Parsing emails in Python

Perhaps you are a machine learning engineer trying to build an email spam classifier. You may want to get some way of pre-processing the emails or looking for correlations between random emails. You will, in one way or another, have to parse the emails first. We will look at how to do that using Python. Python has the email module containing methods to help us achieve this.

Prerequisites

To follow along with this article, the reader should have:

An understanding of Python.
Jupyter notebook installed or access to Google Colab.

We will use Jupyter notebooks in this article. You may use regular Python files for the code executions.

A Colab notebook with the code can be found here.

Getting started

We will parse emails from the SpamAssassin website to look at their structure and contents. The site contains spam and ham emails.

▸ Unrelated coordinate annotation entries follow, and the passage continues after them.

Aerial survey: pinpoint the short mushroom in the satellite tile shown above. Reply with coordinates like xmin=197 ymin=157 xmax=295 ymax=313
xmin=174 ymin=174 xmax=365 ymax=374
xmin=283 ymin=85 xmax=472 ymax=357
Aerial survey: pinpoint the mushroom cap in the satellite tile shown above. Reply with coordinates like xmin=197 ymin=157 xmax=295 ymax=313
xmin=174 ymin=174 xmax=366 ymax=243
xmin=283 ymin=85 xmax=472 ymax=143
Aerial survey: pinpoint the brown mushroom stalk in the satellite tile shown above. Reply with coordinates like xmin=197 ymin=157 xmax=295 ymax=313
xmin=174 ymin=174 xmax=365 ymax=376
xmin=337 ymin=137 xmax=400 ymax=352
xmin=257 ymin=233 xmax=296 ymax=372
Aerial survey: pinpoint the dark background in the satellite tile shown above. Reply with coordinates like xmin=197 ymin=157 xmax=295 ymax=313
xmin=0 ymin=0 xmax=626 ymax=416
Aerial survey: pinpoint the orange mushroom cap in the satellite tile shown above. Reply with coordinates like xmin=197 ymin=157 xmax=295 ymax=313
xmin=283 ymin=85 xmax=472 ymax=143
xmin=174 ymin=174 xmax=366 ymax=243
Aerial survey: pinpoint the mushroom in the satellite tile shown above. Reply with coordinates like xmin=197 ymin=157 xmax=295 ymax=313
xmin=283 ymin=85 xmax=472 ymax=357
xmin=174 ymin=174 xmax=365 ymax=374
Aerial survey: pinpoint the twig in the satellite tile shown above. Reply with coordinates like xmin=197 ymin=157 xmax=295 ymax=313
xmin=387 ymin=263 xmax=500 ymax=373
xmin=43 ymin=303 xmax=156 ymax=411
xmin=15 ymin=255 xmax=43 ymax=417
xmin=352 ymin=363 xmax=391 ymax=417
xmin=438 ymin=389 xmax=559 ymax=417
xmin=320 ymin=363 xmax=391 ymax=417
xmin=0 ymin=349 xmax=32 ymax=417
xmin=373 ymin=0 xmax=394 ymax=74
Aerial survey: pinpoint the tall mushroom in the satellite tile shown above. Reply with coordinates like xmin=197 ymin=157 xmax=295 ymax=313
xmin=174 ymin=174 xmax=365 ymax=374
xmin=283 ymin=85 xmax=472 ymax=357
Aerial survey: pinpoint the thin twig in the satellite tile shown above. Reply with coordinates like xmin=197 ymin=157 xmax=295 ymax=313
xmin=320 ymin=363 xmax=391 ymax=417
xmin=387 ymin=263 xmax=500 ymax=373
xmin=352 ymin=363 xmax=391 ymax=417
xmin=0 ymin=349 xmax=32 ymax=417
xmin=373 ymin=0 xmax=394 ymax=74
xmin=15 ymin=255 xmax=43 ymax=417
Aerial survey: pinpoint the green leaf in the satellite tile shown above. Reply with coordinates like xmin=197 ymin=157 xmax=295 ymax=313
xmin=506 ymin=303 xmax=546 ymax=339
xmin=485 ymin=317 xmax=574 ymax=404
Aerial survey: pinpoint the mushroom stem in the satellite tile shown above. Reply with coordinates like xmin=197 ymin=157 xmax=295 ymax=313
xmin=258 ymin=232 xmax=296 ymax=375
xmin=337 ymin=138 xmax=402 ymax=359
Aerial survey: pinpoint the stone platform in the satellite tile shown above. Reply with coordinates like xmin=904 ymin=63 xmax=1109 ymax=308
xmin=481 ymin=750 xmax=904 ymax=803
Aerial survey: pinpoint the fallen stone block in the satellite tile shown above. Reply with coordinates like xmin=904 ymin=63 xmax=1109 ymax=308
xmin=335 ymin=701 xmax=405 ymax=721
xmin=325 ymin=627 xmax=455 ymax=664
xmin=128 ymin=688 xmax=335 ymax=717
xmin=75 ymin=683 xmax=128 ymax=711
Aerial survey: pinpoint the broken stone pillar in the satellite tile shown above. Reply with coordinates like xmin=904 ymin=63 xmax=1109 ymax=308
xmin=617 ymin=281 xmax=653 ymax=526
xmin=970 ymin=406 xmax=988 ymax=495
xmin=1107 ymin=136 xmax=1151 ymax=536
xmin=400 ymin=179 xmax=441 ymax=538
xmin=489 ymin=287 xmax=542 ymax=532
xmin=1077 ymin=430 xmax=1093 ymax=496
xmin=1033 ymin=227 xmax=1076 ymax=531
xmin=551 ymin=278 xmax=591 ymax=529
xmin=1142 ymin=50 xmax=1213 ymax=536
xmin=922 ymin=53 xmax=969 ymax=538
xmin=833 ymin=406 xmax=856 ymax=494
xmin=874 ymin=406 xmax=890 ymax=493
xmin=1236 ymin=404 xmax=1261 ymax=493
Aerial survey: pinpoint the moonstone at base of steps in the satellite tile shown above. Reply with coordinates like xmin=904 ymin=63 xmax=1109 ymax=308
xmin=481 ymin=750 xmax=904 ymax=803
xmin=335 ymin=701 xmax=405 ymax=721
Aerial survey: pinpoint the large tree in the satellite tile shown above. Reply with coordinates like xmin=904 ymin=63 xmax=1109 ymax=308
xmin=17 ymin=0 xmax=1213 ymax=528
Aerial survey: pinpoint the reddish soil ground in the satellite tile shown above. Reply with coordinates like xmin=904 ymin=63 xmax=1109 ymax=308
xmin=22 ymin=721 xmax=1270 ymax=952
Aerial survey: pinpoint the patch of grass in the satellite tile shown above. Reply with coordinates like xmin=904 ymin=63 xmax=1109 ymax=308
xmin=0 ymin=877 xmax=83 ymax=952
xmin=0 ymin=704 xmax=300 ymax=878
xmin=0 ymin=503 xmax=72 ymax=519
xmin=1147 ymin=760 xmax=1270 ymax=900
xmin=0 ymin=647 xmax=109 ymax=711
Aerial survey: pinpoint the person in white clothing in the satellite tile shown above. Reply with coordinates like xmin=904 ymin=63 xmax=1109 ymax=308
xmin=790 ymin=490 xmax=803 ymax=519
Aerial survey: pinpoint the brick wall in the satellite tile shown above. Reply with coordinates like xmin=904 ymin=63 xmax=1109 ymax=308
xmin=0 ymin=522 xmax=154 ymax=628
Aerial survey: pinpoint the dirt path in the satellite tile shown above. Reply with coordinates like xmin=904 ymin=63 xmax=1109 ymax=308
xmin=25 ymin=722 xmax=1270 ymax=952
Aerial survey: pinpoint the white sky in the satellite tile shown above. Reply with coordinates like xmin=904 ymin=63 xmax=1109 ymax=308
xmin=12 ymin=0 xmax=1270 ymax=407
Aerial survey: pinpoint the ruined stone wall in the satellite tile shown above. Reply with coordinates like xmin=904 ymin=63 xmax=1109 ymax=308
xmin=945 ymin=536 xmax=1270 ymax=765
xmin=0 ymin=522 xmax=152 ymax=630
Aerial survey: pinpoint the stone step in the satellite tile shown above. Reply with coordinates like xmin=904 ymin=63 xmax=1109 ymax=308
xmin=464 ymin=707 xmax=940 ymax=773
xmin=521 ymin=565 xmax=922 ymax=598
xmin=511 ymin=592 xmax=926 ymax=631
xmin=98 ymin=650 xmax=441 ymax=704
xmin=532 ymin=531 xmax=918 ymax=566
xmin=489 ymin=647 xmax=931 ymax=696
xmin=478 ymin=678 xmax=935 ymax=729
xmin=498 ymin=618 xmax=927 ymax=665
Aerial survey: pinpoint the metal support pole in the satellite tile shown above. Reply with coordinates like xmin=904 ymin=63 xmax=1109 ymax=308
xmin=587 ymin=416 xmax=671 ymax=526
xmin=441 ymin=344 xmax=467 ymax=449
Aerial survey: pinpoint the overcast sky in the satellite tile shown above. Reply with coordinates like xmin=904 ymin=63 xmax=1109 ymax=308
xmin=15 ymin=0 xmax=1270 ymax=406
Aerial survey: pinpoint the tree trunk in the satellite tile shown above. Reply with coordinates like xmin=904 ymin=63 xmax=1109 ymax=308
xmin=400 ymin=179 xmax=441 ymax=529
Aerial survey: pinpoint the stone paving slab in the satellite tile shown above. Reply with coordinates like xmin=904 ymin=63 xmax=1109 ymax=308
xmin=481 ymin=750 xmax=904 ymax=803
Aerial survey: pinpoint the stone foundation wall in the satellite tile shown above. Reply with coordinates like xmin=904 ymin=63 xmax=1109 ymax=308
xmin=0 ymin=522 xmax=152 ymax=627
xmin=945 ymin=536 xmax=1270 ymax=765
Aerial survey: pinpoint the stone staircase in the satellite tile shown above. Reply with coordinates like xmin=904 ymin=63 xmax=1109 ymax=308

We will try and look at their structures using the metrics highlighted.

We will import the packages we need in a new cell then add the code for getting the emails from the SpamAssassin website.

import os
import tarfile
import urllib.request
import email
import email.policy
from collections import Counter

#the root url
EMAILS_URL_ROOT = "http://spamassassin.apache.org/old/publiccorpus/"
#the emails url
HAM_URL = EMAILS_URL_ROOT + "20030228_easy_ham.tar.bz2"
SPAMS_URL = EMAILS_URL_ROOT + "20030228_spam.tar.bz2"
#datasets path
SPAM_PATH = os.path.join("datasets", "spam")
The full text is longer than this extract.